I’m about to call for the cats when something crashes into me from behind. My mouth opens on a scream, but no sound escapes as a large hand clamps over my mouth and an arm knocks the wind from my stomach as it wraps around my waist and lifts me off my feet.
The bags in my hands drop to the floor. Fear slams into my chest. In a distant corner of my mind, I notice the tomatoes that roll to the foot of the stairs, and a logical, detached part of me worries about the spoiled food even as I start fighting for my life. I twist and buck. With my arms constrained at my sides, I can only kick. I try to bite, but I can’t force my lips apart. The hold over my mouth is too tight. It feels as if my jaw is about to snap. A button on my blouse pops from my efforts. It drops on the floor with a clink and bounces three, four, five times before it finally surrenders quietly in some corner. A smell of spices and citrus invades my nostrils—a man’s cologne. My senses are heightened. In the life that passes in front of my eyes, everything seems louder and clearer.
“Shh,” a male voice says against my ear, only making my terror spike.
I want to twist my head to the side to evaluate the threat, but I can’t turn my neck. Two men manifest from the shadows. One has long, blond hair and the other is bald with a beard. They move quickly. The blond one snatches up my bags while the bearded one goes up the stairs. He looks left and right before giving a nod.
At the signal, my captor follows with me. I have to breathe through my nose as he climbs the single flight of stairs to my floor. Like this, the smell of the urine on the stairs and the mold on the walls is stronger. It makes me gag. Or maybe it’s how our bodies are pressed together, and what he has in store for me.
The blond has taken my keys from my bag and has the door to my apartment open by the time we hit the landing. I glance at my neighbor’s door, praying to God Bruce isn’t playing his X-Box with his headphones on, but the sounds of his favorite game hits me before the stranger carries me inside.
Lowering me to the floor, he keeps his hand over my mouth. “My men are going to leave.” His voice is deep and his accent strong. The way he rolls the R makes the dangerous words sound sensual. “I don’t want to hurt you, Zoe, but if you scream, I’ll have to. Understand?”
Dear God. He knows my name. I pinch my eyes shut, my chest heaving
with every breath. How does he know my name?
He speaks softly, pressing the words to my ear. “I asked you a question.”
I give a tight nod. What choice do I have?
He removes his hand slowly. “That’s better.”
The minute he releases me, I spin around and back up to the couch. “I don’t have money. I have nothing valuable.”
He smiles. “Do I look like I need to steal money?”
I take him in.
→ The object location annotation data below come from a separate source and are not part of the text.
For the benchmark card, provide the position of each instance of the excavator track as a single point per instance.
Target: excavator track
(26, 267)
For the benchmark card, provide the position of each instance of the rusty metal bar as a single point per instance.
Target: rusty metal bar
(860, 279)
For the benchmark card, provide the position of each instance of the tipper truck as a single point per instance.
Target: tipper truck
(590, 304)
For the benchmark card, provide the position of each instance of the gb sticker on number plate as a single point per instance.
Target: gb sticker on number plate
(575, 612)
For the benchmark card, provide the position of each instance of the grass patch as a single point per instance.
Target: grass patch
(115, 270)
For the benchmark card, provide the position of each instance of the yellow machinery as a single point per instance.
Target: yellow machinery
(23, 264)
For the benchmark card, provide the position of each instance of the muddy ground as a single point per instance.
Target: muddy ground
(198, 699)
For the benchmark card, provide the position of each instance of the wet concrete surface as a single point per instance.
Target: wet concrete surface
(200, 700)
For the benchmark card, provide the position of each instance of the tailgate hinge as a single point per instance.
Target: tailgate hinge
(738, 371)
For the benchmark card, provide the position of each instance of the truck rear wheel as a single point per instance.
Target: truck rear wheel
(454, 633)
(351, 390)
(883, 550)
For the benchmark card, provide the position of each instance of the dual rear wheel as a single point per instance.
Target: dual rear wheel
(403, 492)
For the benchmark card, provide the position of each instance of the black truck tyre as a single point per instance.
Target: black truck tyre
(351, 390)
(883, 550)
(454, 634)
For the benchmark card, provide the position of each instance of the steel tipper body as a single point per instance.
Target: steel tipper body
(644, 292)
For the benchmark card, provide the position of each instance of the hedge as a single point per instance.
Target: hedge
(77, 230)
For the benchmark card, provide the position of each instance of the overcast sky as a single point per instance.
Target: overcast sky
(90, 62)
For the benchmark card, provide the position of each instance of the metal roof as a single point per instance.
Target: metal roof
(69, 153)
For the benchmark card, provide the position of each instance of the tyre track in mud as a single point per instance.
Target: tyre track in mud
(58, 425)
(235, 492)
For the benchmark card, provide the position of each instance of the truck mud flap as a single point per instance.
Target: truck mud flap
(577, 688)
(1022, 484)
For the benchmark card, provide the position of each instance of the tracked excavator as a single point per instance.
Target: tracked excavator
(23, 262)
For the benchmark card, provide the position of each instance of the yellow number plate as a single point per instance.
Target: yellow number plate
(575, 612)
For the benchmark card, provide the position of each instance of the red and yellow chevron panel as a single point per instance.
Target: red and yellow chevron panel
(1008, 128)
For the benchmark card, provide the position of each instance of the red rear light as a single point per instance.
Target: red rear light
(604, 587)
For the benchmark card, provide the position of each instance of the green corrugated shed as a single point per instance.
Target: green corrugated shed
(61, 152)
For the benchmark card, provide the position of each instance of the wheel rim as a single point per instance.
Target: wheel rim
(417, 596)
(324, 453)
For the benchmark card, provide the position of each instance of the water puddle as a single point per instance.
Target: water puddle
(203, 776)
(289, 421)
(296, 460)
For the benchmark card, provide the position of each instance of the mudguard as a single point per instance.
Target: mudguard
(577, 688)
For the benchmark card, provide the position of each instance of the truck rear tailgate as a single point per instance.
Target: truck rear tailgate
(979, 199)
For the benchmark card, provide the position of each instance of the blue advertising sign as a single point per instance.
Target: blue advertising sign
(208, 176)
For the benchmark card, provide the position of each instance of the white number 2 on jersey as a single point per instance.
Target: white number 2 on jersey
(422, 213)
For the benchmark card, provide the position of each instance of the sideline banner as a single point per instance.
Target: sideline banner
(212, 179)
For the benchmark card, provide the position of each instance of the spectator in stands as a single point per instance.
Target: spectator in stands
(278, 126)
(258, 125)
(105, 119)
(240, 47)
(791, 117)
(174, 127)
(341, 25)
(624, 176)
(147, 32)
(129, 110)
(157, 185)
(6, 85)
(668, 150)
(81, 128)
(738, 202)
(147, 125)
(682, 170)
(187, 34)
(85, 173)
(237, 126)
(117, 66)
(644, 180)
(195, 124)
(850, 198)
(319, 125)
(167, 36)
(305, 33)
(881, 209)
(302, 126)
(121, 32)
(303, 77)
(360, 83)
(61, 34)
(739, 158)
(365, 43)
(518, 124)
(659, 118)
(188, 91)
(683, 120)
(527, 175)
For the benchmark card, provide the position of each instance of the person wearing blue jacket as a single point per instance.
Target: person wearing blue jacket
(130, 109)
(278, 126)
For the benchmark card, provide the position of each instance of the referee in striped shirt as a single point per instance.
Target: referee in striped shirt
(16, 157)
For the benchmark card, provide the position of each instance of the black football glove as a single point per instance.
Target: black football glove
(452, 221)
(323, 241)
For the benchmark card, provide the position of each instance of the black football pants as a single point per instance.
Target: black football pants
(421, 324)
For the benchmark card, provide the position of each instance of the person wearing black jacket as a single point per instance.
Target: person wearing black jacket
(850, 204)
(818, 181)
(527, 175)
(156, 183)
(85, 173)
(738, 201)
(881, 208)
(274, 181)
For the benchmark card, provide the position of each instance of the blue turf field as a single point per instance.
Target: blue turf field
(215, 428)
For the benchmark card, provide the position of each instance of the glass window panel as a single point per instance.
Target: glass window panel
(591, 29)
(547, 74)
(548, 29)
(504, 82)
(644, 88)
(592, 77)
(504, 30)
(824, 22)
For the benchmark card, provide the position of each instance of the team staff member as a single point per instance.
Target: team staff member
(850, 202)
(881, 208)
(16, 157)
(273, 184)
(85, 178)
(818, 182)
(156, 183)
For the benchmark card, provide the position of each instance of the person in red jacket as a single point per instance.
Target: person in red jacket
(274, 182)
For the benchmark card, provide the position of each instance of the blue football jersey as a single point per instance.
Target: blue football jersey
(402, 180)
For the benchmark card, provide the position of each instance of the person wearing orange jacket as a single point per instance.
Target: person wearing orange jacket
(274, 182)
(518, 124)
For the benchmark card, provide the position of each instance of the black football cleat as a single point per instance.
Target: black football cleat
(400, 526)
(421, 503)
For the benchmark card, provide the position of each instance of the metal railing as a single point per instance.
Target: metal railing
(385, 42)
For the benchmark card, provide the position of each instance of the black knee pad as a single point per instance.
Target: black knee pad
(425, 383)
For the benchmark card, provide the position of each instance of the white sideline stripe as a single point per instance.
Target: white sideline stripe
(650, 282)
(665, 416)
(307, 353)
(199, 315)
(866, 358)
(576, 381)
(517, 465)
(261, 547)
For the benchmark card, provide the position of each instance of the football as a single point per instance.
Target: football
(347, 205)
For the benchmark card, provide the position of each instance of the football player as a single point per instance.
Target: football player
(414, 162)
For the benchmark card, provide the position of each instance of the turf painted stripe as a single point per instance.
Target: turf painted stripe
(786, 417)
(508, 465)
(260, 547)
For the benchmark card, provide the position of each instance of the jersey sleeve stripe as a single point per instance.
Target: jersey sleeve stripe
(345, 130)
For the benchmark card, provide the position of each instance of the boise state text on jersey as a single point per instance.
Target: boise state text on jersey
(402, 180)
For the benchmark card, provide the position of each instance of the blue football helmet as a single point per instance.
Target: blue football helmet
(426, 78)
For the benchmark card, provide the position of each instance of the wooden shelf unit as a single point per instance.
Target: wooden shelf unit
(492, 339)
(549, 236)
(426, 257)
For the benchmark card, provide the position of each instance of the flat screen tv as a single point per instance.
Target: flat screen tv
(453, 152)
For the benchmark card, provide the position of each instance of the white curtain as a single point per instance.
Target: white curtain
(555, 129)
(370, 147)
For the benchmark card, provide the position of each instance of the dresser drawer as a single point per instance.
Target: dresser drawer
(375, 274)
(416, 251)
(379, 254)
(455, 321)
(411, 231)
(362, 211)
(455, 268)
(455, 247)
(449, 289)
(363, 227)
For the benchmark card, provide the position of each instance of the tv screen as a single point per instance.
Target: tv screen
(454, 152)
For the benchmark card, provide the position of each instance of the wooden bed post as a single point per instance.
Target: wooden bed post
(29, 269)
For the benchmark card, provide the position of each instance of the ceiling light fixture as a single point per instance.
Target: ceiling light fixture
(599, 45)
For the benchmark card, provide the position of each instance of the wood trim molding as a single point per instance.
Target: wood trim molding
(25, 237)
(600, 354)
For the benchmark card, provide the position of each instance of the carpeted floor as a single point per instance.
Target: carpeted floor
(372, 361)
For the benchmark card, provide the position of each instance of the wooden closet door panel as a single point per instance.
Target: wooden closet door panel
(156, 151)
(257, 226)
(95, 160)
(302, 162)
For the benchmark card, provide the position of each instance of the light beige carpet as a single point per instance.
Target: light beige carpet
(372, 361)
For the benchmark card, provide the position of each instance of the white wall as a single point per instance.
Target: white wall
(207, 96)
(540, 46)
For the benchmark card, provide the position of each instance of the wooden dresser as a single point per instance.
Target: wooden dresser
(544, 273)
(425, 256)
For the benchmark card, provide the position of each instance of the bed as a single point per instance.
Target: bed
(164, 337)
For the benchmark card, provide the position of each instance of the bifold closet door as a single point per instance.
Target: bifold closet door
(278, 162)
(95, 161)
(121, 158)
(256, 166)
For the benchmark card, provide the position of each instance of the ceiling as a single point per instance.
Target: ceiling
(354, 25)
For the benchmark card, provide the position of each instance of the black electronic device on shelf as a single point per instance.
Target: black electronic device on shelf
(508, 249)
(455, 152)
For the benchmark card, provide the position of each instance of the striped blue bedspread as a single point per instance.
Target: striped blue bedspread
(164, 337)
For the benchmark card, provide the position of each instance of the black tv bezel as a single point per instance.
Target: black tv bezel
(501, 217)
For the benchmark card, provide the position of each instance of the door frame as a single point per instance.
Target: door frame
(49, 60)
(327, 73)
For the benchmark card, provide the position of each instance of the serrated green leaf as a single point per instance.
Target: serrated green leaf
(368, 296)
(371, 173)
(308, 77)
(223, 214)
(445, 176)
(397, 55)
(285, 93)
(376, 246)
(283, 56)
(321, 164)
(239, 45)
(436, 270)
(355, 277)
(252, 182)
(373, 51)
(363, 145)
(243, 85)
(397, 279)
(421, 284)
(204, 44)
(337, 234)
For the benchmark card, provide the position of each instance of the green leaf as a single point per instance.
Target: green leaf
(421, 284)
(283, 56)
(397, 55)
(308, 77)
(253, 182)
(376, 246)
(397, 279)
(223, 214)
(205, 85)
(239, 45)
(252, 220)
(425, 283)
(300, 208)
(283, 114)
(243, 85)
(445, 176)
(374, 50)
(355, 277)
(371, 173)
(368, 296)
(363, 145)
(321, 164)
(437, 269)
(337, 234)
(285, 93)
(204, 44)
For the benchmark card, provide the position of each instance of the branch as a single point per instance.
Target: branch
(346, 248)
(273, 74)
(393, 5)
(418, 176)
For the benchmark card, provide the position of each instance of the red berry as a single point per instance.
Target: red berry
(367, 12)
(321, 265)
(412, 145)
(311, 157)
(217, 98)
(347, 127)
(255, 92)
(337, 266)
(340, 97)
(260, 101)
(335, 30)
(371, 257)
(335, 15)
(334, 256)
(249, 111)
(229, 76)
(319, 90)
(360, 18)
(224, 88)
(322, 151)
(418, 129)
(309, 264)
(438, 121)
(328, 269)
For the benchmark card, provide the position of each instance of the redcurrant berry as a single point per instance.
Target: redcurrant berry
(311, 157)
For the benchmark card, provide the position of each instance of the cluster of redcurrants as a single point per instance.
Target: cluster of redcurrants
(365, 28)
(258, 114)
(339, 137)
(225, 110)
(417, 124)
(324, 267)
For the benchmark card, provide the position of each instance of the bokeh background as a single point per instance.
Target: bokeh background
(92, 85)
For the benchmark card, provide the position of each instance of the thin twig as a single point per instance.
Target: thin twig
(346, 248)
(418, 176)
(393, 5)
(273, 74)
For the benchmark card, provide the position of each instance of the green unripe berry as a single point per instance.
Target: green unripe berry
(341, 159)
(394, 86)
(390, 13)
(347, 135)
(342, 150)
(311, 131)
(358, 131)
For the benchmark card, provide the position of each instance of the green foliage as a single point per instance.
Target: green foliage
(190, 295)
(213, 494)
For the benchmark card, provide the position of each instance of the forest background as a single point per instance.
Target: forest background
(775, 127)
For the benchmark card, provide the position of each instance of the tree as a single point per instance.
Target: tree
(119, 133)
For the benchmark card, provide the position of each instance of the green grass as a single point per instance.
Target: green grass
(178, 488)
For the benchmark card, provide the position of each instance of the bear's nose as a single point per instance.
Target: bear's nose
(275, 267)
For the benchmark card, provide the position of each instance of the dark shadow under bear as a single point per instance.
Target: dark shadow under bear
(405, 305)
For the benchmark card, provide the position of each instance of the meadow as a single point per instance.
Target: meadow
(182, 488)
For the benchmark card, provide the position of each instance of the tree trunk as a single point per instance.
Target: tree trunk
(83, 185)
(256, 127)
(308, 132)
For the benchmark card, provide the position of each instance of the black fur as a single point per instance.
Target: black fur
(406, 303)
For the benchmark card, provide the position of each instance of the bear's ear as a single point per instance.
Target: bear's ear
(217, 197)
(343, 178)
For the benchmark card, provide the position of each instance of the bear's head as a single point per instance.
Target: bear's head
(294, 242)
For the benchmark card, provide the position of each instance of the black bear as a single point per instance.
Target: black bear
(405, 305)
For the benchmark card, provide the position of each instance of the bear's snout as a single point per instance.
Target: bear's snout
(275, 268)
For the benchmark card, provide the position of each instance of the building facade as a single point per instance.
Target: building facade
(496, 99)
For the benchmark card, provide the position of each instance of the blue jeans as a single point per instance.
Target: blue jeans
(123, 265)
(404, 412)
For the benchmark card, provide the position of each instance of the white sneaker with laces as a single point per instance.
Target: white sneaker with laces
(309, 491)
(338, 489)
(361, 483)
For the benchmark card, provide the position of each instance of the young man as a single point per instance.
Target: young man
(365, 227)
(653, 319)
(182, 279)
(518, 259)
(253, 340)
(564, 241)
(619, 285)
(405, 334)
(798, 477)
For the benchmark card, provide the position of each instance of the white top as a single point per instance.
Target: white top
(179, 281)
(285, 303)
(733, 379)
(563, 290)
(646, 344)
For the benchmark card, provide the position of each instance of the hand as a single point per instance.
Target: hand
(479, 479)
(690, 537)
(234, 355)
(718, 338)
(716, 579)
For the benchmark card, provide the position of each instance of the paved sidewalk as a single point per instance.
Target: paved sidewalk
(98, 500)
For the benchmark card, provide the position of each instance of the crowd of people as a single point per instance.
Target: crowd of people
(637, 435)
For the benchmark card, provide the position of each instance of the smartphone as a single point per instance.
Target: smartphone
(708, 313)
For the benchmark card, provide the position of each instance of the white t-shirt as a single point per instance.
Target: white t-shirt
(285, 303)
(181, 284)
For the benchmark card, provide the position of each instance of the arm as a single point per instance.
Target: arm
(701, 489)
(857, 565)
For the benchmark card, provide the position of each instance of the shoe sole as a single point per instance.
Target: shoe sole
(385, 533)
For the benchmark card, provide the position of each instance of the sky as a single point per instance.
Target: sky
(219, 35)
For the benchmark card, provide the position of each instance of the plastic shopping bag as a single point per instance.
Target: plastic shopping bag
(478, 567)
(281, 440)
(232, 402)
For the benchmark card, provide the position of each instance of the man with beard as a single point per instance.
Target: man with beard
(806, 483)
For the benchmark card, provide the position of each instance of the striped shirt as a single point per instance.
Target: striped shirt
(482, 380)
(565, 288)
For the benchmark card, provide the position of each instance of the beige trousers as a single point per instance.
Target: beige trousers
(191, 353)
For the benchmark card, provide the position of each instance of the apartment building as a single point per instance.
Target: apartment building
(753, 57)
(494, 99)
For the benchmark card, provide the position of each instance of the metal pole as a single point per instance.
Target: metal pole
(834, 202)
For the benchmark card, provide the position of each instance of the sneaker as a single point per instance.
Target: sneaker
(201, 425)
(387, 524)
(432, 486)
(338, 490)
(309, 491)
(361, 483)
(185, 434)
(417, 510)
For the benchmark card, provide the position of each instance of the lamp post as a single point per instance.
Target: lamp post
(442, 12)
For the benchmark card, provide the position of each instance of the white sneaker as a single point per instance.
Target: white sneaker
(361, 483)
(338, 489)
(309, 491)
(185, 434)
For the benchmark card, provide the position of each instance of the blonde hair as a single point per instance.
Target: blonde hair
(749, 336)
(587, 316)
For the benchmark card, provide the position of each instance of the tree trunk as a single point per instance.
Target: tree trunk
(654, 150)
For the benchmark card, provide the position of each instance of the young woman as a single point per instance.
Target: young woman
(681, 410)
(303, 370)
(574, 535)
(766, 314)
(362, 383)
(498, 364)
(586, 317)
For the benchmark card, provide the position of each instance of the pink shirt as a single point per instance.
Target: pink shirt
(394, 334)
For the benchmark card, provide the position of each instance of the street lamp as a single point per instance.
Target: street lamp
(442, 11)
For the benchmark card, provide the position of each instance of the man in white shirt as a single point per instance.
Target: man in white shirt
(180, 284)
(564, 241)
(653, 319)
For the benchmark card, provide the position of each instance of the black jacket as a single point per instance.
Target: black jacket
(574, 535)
His face is square with sharp lines, his nose slightly askew as if it has been broken many times. Thick, black hair is styled with fashionable sideburns. The tone of his skin is warm, but his eyes are cold, their color the gray of an overcast sky. He’s not a handsome man, and the broken skin of his knuckles tells its own story.
Swallowing, I drop my gaze to his body. He’s taller and broader than anyone I’ve seen. His chest and legs fill out every inch of his suit. It’s a gray pinstripe—pure wool, judging by the thread—but it’s the perfect cut that differentiates him. He screams money and power. No, he wouldn’t have broken in for money. The alternative makes me break out in a cold sweat.
He advances on me, his gaze slipping to my chest. “However, you do have something of value I need.”
I look down. My blouse is flaring where the button tore off, exposing my bra. Clutching the ends together, I ask through trembling lips, “What?”